Environmental factors influencing the risk of ANCA-associated vasculitis.

Antineutrophil cytoplasmic antibody (ANCA)-associated vasculitis (AAV) is a group of diseases characterized by inflammation and destruction of small and medium-sized blood vessels. Clinical disease phenotypes include microscopic polyangiitis (MPA), granulomatosis with polyangiitis (GPA), and eosinophilic granulomatosis with polyangiitis (EGPA). The incidence of AAV has been on the rise in recent years with advances in ANCA testing. The etiology and pathogenesis of AAV are multifactorial and influenced by both genetic and environmental factors, as well as innate and adaptive immune system responses. Multiple case reports have shown that sustained exposure to silica in an occupational environment resulted in a significantly increased risk of ANCA positivity. A meta-analysis involving six case-control studies showed that silica exposure was positively associated with AAV incidence. Additionally, exposure to air pollutants, such as carbon monoxide (CO), is a risk factor for AAV. AAV has seasonal trends.
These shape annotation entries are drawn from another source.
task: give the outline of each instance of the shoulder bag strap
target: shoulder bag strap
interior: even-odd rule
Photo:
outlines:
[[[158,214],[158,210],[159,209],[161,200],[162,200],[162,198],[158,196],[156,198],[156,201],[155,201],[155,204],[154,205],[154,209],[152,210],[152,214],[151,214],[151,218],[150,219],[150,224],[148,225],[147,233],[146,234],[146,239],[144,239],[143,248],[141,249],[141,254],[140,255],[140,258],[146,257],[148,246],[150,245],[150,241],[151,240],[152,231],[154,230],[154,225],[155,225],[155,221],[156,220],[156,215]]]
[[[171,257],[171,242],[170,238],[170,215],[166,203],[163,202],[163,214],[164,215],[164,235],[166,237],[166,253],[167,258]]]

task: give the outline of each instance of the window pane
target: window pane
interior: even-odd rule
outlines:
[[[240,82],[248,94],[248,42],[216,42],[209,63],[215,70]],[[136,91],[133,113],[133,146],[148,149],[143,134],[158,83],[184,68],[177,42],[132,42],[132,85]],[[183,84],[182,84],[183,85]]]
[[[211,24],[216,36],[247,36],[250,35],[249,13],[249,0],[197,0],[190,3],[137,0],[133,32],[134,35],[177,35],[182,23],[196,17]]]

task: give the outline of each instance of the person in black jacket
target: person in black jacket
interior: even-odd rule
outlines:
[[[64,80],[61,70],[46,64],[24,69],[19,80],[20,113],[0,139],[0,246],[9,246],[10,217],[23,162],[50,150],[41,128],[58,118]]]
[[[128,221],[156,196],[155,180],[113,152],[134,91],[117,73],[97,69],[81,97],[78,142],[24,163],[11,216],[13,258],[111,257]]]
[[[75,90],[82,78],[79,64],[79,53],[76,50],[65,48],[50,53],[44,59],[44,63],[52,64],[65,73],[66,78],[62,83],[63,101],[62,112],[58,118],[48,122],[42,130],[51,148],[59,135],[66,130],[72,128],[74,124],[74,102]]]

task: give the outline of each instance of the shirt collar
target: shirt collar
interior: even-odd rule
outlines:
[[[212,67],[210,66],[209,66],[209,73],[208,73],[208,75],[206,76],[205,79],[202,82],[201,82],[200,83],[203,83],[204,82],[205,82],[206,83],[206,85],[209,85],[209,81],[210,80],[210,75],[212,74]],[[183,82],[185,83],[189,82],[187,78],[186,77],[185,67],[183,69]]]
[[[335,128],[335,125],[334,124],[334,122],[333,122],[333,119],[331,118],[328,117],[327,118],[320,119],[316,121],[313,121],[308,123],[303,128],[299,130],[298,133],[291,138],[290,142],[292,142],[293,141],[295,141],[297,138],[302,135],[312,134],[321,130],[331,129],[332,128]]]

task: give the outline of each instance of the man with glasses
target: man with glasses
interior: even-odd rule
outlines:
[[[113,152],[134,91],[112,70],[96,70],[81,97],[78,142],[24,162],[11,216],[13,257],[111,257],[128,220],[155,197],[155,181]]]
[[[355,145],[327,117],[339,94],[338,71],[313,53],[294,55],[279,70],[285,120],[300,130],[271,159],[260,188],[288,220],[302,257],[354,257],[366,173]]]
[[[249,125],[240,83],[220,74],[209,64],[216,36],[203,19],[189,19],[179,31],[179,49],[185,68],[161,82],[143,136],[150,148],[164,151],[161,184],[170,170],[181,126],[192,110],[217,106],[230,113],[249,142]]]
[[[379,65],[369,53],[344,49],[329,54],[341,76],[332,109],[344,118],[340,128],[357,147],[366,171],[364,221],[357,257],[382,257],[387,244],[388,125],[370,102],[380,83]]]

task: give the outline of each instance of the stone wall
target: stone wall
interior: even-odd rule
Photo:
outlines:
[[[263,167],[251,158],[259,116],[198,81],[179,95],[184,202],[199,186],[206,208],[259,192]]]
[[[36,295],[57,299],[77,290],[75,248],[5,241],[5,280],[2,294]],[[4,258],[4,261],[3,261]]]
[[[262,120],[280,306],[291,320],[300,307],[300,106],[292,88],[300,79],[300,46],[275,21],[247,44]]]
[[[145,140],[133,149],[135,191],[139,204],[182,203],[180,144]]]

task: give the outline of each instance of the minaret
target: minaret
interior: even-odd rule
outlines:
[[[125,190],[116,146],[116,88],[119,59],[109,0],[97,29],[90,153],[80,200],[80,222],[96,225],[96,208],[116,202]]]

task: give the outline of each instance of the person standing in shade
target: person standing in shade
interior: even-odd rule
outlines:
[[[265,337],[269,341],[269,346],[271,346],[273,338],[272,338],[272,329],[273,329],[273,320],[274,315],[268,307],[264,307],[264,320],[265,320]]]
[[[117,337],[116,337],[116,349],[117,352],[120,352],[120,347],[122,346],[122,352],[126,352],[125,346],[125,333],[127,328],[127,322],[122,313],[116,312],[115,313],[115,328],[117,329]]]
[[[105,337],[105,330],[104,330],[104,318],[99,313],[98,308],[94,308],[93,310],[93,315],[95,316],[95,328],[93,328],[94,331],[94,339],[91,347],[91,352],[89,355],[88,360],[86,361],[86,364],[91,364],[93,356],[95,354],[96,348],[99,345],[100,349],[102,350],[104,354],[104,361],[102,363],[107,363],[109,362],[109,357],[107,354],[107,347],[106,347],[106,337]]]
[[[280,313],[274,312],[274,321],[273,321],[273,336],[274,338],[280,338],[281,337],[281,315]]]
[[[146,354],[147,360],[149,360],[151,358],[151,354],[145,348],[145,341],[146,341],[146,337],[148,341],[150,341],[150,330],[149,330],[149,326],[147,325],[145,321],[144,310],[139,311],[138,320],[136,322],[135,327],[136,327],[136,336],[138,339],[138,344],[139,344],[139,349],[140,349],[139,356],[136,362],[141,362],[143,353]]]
Studies have shown that various environmental factors stimulate the body to activate neutrophils and expose their own antigens, resulting in the release of proteases and neutrophil extracellular traps, which damage vascular endothelial cells. Additionally, the activation of complement replacement pathways may exacerbate vascular inflammation. However, the role of environmental factors in the etiology of AAV remains unclear and has received little attention. In this review, we summarized the recent literature on the study of environmental factors, such as seasons, air pollution, latitude, silica, and microbial infection, in AAV with the aim of exploring the relationship between environmental factors and AAV and possible mechanisms of action to provide a scientific basis for the prevention and treatment of AAV.